What is Flashback?
“Flashback” is a trojan horse aimed at Mac OS X users that made headlines this week after infecting some 600,000 Mac users worldwide.
The Flashback malware is the biggest Mac security threat to date, and many experts have noted that it heralds the end of Mac users perceived invulnerability to PC-style viral attacks.
Flashback is not a new virus, and first appeared late last year when it duped users by looking like an installer for Adobe’s Flash Player. The Flashback malware now targets Java on Mac OS X and is able to install itself in the background without the user ever being aware of it.

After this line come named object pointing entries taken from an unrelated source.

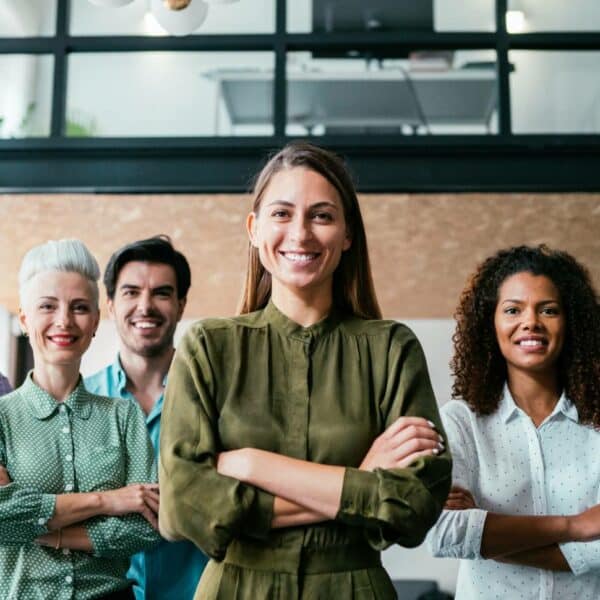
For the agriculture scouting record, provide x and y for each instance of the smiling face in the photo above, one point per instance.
(530, 323)
(60, 316)
(145, 307)
(300, 232)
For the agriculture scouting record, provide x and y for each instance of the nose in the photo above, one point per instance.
(64, 317)
(301, 230)
(145, 302)
(531, 319)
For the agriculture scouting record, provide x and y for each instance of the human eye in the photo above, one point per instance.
(323, 216)
(81, 307)
(279, 213)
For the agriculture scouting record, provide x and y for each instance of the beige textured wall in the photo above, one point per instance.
(422, 246)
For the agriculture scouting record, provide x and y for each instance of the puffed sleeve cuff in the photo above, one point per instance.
(457, 534)
(259, 516)
(358, 499)
(582, 557)
(46, 512)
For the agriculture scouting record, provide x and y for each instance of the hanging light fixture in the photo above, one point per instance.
(111, 3)
(179, 17)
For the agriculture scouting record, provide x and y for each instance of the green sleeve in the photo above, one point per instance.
(197, 503)
(120, 537)
(24, 513)
(400, 505)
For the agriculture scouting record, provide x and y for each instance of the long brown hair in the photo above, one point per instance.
(478, 366)
(353, 291)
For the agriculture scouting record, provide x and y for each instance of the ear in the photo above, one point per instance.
(182, 302)
(251, 228)
(97, 321)
(347, 241)
(22, 320)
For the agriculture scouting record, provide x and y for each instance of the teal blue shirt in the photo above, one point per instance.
(171, 570)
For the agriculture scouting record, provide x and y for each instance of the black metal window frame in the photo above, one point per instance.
(382, 163)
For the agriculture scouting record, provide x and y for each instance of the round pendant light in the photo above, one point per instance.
(176, 20)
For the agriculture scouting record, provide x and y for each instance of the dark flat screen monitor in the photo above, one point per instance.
(330, 16)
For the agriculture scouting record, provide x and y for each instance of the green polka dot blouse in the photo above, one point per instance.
(86, 443)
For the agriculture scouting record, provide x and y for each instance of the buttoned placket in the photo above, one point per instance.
(296, 443)
(538, 489)
(68, 467)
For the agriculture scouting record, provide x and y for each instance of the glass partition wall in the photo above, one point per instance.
(383, 74)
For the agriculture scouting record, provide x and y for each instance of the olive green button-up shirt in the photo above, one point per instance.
(321, 394)
(86, 443)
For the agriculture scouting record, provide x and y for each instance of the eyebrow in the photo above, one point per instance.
(56, 299)
(517, 301)
(160, 288)
(322, 204)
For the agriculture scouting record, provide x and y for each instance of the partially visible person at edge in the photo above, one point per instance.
(73, 502)
(302, 437)
(147, 283)
(524, 506)
(5, 386)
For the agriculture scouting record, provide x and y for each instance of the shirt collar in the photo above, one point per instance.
(508, 408)
(120, 382)
(44, 405)
(292, 329)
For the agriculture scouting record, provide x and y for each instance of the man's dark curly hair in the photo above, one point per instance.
(478, 366)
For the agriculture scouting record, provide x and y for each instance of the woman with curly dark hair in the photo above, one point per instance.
(525, 436)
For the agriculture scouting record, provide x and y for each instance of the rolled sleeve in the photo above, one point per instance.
(582, 557)
(457, 534)
(400, 505)
(198, 503)
(395, 506)
(24, 514)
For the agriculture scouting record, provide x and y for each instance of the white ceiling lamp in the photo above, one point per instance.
(179, 17)
(111, 3)
(515, 21)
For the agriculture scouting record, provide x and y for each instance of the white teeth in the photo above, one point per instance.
(531, 343)
(300, 257)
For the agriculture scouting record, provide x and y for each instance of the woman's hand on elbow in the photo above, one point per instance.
(4, 476)
(142, 498)
(403, 442)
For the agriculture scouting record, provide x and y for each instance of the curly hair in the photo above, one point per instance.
(478, 366)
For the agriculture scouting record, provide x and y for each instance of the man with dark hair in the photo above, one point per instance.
(146, 284)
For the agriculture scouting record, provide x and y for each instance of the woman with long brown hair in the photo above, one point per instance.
(524, 435)
(302, 437)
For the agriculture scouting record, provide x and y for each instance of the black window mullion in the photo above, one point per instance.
(502, 45)
(59, 88)
(280, 76)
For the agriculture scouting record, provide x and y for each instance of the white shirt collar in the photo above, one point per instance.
(508, 407)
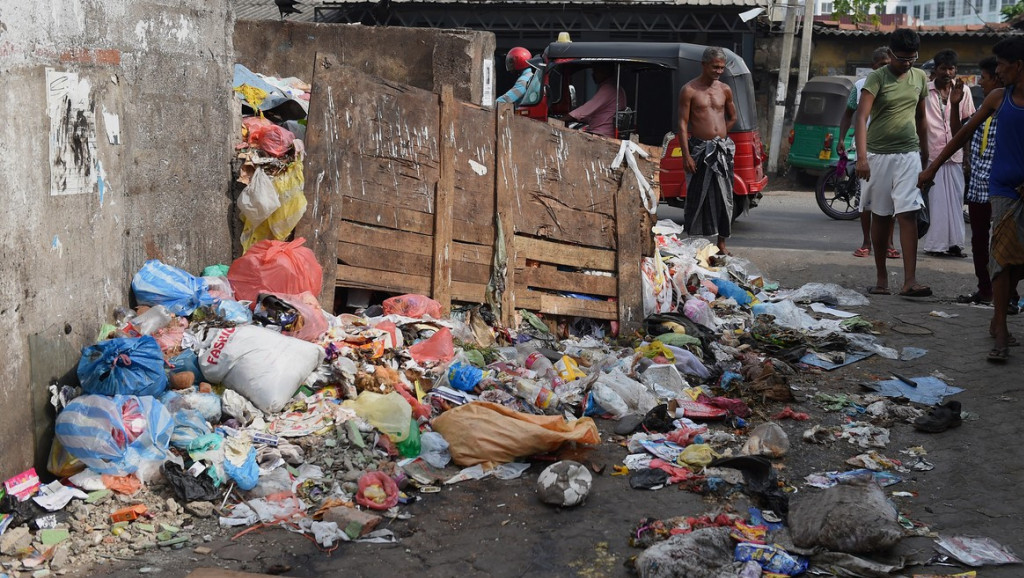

How Do I Tell if I Have Flashback?
There are two ways to do it – the easiest is to go to Dr. Web’s online utility and follow the directions there to determine if your Mac has been compromised. The utility performs a cross-check between a database of known infected computers and your Mac’s own unique identifiers. If it comes back negative, then you’re in the clear.
The alternative is to run a series of command lines on your Mac’s terminal (found under Utilities in the Applications folder). Copy and paste the following lines into Terminal:
defaults read /Applications/Safari.app/Contents/Info LSEnvironment
defaults read /Applications/Firefox.app/Contents/Info LSEnvironment
defaults read ~/.MacOSX/environment DYLD_INSERT_LIBRARIES
If your Mac has been infected by Flashback you’ll see the location of where the malware has installed itself. If you get a report that the above domains “do not exist” then your system is unaffected.
How Do I Get Rid of Flashback?
Firstly, ensure that you download Apple’s latest update to Java which addresses the vulnerability being exploited by the Flashback Malware. While protecting from similar future attacks, the update does not remove Flashback from your system.
If you are affected, refer to these Flashback removal instructions from online security firm F-Secure or this cNET guide by Topher Kessler, which gives a step-by-step guide on how to delete the offending files.